Bashir Waseem A, Connell David A
Department of Radiology, Royal National Orthopaedic Hospital NHS Trust, London, United Kingdom.
Semin Musculoskelet Radiol. 2008 Jun;12(2):170-81. doi: 10.1055/s-2008-1078704.
Although the subject of entrapment and compressive neuropathies is huge, with dedicated textbooks on the subject, this article attempts to provide an up-to-date overview of the role of imaging in the diagnosis of nerve entrapment and compression syndromes. Entrapment and compressive neuropathies are a group of distinct syndromes secondary to physical constriction or irritation affecting peripheral nerves at specific anatomical sites in the body. Most nerve entrapment and compressive syndromes derive from an injury to the neurovascular components in a narrow anatomical passage. Because of their etiological diversity, which includes pressure, angulation, stretch, and friction, the pathophysiology of individual nerve entrapment syndromes differs widely. Neuropathy can result in considerable morbidity. Although the mainstay of achieving diagnosis is with clinical acumen and electrophysiological investigations, the increasing use of modern high-resolution imaging studies is of particular value in confirming physical findings and enabling determination of the extent of injury.

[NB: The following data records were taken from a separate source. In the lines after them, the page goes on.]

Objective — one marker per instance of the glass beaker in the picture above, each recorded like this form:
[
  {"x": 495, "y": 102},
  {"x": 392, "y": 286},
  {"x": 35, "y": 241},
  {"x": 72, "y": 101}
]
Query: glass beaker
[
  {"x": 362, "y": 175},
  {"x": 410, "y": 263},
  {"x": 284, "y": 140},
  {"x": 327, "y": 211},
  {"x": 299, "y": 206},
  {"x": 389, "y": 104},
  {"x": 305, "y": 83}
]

Knowledge and familiarity of pertinent anatomy and appropriate choice of imaging modality is important for the radiologist to allow accurate interpretation of site and etiology of nerve entrapment and compression as well as ascertaining possible alternative diagnoses.
尽管关于神经卡压和压迫性神经病的主题非常庞大,有专门论述该主题的教科书,但本文试图对影像学在神经卡压和压迫综合征诊断中的作用提供最新概述。神经卡压和压迫性神经病是一组独特的综合征,继发于身体特定解剖部位影响周围神经的物理性压迫或刺激。大多数神经卡压和压迫综合征源于狭窄解剖通道内神经血管成分的损伤。由于其病因的多样性,包括压力、成角、拉伸和摩擦,各个神经卡压综合征的病理生理学差异很大。神经病可导致相当大的发病率。虽然实现诊断的主要依据是临床敏锐度和电生理检查,但现代高分辨率影像学研究的日益广泛应用在确认体格检查结果以及确定损伤程度方面具有特别价值。对于放射科医生而言,了解和熟悉相关解剖结构并恰当选择成像方式,对于准确解释神经卡压和压迫的部位及病因以及确定可能的其他诊断很重要。